Down the hole he goes into the Roman world of Titus Andronicus, who will introduce him to similar perils, albeit political. The child will be a silent observer, a mute witness for the first half of this story, to blood upon unrelenting blood, until he can take it no more and must enter the story himself. He becomes little Lucius, the grandson of Titus the hero, the general who has come home with the spoils and loot of war, only to be spoiled and looted himself.

Is there a better way to launch the introduction to arguably one of Shakespeare's most disturbing and dark works than with this innocent bystander with a history of his own -- a child, no less, carried to Rome to observe? And when observing the most hideous and corrupt actions in human nature, could anyone better deal with resolving the violence he has seen?

Bringing the silent observer the way Taymor does and then turning him into the character of Titus's grandson is an affecting choice in the midst of this blood-thirsty world. We need someone there to remind us of innocence. We need someone there that can watch, while we observe.

In a matter of hours, in some questionably wrong but understandable choices of allegiance, Titus (Anthony Hopkins) goes from war hero to outcast, dispossessed from his country, cut off from his people and his family. Maybe for the first time in his adult life, he is utterly isolated, completely alone.
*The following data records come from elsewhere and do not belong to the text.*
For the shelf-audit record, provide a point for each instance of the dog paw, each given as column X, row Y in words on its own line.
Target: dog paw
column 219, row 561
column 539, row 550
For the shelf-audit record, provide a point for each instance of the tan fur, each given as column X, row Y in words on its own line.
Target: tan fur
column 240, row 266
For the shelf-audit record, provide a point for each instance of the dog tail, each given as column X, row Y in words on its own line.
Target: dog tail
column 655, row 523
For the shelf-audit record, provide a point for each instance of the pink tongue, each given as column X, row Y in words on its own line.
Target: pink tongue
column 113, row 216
To make matters worse his enemy Tamora, Queen of the goths (Jessica Lange) is strangely promoted from slave to Queen of the empire -- she will easily infect young King Saturninus against Titus, and his sons and daughter are going to pay the ultimate price in revenge.
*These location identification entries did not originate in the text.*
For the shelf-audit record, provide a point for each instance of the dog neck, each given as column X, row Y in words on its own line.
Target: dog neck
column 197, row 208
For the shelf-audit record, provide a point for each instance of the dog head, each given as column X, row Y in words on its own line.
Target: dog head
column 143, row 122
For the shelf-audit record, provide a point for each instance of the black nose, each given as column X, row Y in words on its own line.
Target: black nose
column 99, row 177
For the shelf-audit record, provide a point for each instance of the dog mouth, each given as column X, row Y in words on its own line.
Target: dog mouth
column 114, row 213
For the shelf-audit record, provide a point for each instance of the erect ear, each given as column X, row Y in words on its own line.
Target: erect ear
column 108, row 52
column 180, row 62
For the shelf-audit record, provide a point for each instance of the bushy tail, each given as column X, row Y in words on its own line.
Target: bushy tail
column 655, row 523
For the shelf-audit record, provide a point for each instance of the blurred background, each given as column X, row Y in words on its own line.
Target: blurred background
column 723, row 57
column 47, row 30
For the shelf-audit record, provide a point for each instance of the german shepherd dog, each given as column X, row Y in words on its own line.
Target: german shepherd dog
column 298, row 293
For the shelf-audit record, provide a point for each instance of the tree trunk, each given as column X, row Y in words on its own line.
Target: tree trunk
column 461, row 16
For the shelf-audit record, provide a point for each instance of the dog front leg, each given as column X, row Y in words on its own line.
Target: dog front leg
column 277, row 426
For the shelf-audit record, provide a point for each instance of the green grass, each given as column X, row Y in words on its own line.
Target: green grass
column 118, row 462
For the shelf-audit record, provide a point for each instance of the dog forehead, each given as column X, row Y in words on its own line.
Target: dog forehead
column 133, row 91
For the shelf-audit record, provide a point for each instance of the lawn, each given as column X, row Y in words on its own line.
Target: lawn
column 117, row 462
In terms of the rest of the plot, it's the story of their feud -- it's the Hatfields vs. the McCoys dressed as warring politics in ancient Rome. In terms of Shakespeare and the way he tells the story -- oh! The language! I cannot describe how amazing it is. Time doesn't make any of this old language grow more "old," but greater, more rich, more poetic and able to dig in. It connects even with modern audiences and contemporary ears. This is a story that was originally read for its language -- you will be richly rewarded if you watch with the subtitles on.

In terms of what Taymor has done with all this, her approach is very similar to Baz Luhrmann's Romeo + Juliet, which starred Leonardo DiCaprio and Claire Danes only a few years before. The films have in common a blending of traditions -- they each carry an ancient/modern approach to the screen. But while the guns and shooting in Luhrmann's film come off as vain and gimmicky, the vehicles and costumes and the whole design of visuals in Titus are always an allegory that's tangible, within reach. It is as entertaining to look at as it is to consider.
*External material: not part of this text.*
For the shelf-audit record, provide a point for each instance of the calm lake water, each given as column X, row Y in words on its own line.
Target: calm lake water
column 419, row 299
In fact, I know I've talked about it already a hundred times this year, but going back a decade and watching Titus brings back memories of last year's masterpiece, Vincere. It is that grandiose, that daring, it is that willing to take risks, and has that ability to believe in itself (and achieve in itself!). These are all the reasons it brings success in such large measure. Even the imperial Roman art and neo-classical architecture are where the two films relate so well. Characters in both films, too, are intoxicating, as is the camera's ability, which is unyielding.

But Titus is written by Shakespeare.

And that is clearly what sets is apart.

Titus Andronicus, as played by Hopkins and Lange, is an incredible spectacle of blood-lust and power -- and the child that was so frightened of the violence he created brings one of the best, most artistic endings imaginable.

I'm so glad I was able to see this again, and now I'm more excited than ever for The Tempest. We'll see how Helen Mirren's female Prospera will add to the Taymor/Shakespeare tradition!